The key to marketing on Facebook is pinpointing your audience. With such a massive user base, businesses have to be wary of posting content mindlessly in hopes of catching a few dozen likes or shares. It’s important to avoid this trap.

Courting loyal customers and fans is the lifeblood of your business, so it follows that your marketing campaigns must be built around them.

Facebook advertising allows you to pinpoint your reach by defining age ranges, gender and interests so that you can more easily reach them. Your organic content should be sculpted around these attributes as well as you will see a more significant return on investment from content with strong intent and purpose than hollow posts aimed merely at promotion.

Ask questions to define your target audience

Here are a few ways to help define your target audience on Facebook:

  • Collect data on your current customers
  • Survey potential customers
    • Ask questions like:
      • What age group do they fall into?
      • Are they in a specific geographic location?
      • What is their lifestyle?
      • What message communicates what they want and need?
  • Research what your competitors are doing to capture the market and integrate them into your marketing strategy.
  • Use existing research, like findings published by Pew, to evaluate consumer sentiment and adjust your tactics accordingly.

Craft a brand message based on market research

The average American spends only about 40 minutes a day on Facebook. While It is by far the most amount of time devoted to any social media platform, it is really a quite narrow time window to entice them to engage with your business.

For this reason, it is of paramount importance to create a strong brand image. The written content and visual web design on your business page should reflect your business’s personality.

Every post, whether promoted or entirely organic, should echo the brand’s voice. On Facebook, sharing image and video posts is very important, but they should remain relevant to your business’s image.

Outshining your competition means not only sharing and creating high-quality, unique content but ensuring that the content is relevant. In order to be relevant, you’ll need to always keep your target market and your brand’s image in mind.

Set a budget before you begin spending

You won’t reach your marketing goals with quality content alone. In fact, organic reach has sagged to a lackluster 2%, as promoted posts continue to dominate the platform.

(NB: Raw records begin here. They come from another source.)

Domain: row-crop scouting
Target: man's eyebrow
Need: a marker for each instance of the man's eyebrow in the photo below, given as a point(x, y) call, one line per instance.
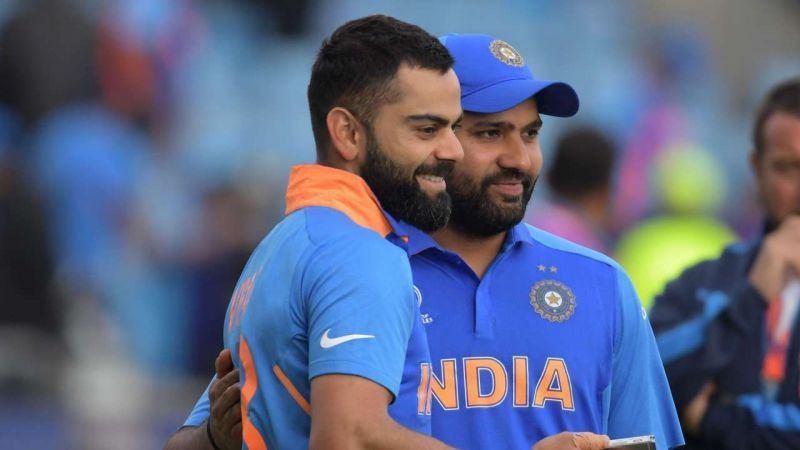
point(439, 120)
point(503, 124)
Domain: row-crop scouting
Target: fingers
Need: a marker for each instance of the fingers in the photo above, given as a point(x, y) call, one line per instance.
point(224, 363)
point(230, 419)
point(590, 441)
point(220, 385)
point(236, 433)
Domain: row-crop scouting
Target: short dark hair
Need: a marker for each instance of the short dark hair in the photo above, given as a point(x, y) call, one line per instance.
point(783, 98)
point(355, 68)
point(583, 162)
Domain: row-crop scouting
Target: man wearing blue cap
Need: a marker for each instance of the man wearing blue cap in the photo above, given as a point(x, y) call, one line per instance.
point(530, 335)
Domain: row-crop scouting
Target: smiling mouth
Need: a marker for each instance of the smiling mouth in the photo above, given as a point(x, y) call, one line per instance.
point(511, 188)
point(431, 182)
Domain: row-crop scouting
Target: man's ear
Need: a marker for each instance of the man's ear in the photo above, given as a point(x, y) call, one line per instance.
point(347, 134)
point(755, 162)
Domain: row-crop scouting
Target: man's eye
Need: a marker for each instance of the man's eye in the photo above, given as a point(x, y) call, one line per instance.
point(489, 134)
point(532, 133)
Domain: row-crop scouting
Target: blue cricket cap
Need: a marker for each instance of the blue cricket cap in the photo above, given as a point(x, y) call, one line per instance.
point(494, 77)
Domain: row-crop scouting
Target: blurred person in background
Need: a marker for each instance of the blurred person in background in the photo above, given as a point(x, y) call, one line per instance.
point(42, 35)
point(727, 328)
point(580, 184)
point(690, 188)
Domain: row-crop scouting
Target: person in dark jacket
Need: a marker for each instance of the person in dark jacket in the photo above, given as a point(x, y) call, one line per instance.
point(727, 328)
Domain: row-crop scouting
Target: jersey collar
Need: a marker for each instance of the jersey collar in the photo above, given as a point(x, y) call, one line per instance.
point(419, 241)
point(317, 185)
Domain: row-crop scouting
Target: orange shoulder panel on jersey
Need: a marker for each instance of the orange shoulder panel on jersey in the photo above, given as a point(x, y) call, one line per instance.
point(316, 185)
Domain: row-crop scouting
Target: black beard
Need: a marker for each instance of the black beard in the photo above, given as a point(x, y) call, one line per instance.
point(399, 192)
point(474, 212)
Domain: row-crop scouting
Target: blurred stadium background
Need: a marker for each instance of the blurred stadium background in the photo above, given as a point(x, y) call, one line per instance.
point(144, 147)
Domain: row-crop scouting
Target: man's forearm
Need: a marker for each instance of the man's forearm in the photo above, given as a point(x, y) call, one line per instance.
point(190, 438)
point(383, 435)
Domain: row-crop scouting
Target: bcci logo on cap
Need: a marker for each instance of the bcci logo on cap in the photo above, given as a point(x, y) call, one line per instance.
point(553, 300)
point(506, 53)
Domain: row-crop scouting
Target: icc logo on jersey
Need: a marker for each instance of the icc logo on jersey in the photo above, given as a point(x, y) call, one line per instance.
point(552, 300)
point(426, 318)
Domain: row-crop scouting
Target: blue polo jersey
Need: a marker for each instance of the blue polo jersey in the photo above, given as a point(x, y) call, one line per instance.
point(551, 339)
point(328, 291)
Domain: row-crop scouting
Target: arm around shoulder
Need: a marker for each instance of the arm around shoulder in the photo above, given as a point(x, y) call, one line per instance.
point(350, 412)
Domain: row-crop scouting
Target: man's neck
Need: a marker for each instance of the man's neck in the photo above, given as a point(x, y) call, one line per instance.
point(477, 251)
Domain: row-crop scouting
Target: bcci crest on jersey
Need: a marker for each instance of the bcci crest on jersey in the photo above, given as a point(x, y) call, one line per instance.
point(553, 300)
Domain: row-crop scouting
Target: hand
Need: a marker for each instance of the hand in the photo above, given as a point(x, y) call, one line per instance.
point(573, 441)
point(778, 260)
point(225, 422)
point(694, 412)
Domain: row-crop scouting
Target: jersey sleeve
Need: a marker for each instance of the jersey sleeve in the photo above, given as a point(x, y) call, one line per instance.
point(360, 310)
point(201, 411)
point(640, 402)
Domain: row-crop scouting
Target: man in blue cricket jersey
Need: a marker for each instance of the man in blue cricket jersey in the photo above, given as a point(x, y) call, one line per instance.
point(323, 327)
point(530, 335)
point(728, 328)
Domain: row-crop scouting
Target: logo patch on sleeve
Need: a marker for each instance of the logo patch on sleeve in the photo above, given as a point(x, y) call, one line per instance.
point(552, 300)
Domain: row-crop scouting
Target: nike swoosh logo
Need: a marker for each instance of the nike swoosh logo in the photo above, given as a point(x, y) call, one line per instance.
point(328, 342)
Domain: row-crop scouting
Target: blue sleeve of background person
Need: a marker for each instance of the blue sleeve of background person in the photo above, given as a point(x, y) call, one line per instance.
point(699, 330)
point(639, 398)
point(201, 411)
point(752, 423)
point(359, 286)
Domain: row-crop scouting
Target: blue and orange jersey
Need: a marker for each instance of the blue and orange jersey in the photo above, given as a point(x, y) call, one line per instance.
point(552, 338)
point(329, 290)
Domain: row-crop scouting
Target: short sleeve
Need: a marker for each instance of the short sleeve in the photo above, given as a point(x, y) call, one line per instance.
point(360, 308)
point(640, 402)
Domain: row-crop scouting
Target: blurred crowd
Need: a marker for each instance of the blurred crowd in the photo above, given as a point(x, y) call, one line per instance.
point(144, 146)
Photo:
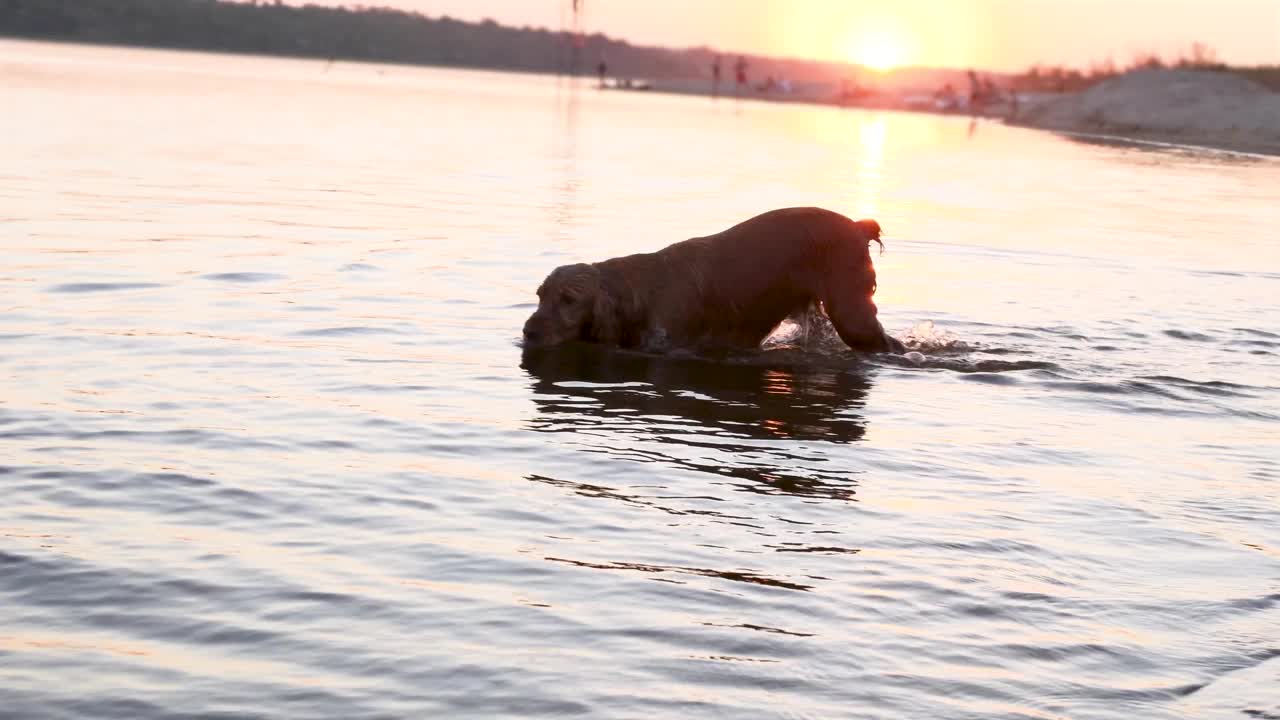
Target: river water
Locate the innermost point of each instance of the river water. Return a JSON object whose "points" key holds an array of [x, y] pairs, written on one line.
{"points": [[269, 446]]}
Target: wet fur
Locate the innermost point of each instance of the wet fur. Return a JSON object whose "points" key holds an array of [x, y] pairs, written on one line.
{"points": [[722, 291]]}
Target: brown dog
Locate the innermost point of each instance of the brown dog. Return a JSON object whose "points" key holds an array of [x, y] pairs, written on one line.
{"points": [[722, 291]]}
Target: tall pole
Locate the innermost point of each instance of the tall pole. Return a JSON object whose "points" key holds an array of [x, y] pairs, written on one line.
{"points": [[577, 40]]}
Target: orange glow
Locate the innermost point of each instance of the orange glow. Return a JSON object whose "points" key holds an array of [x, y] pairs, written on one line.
{"points": [[878, 49]]}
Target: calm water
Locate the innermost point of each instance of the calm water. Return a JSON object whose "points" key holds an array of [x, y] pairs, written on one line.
{"points": [[269, 449]]}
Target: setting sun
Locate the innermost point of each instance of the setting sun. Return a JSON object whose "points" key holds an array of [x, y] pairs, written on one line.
{"points": [[878, 48], [878, 51]]}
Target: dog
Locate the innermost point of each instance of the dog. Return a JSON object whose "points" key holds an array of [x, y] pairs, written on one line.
{"points": [[725, 291]]}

Even if your content is of the absolute highest quality and relevancy, you will be consistently outperformed by those willing to shell out massive amounts of cash.

There is no reason to fret, however. You can still succeed without draining all of your funds into Facebook. You will, however, most definitely be required to spend a little, at the very least.

Set a budget during the planning phases of your marketing campaign, and strictly adhere to it. Set goals that are realistic within your budget, and be wary not to stray too far from them. As little as $5 a few times a week can help you achieve your goals, so there is no reason to overspend.

Conclusion

Large companies may have the resources to pump in virtually unlimited funds into paid advertising campaigns on Facebook, but this hardly constitutes as a marketing strategy. Furthermore, it is strictly impossible for smaller businesses to adopt the prodigious spending habits of multinational corporations.

Effective Facebook marketing is essentially about precision. You must precisely define your target market, precisely craft your posts around a carefully-constructed brand and (even more) precisely allocate your budget. Digital marketing takes patience; steadily growing your reach and your audience takes hard work.

This work cannot be circumvented by flooding cash into Facebook’s advertising platform, either. You need to work to hone your digital marketing campaigns and bolster those campaigns with quality content and a bit of cold hard cash, too.

If you do invest the proper time and energy, however, you will be well rewarded. You very well could win at Facebook marketing — and win big.


Ellie Martin is co-founder of Startup Change group. Her works have been featured on Yahoo! , Wisebread, AOL, among others. She currently splits her time between her home office in New York and Israel. You may connect with her on Twitter.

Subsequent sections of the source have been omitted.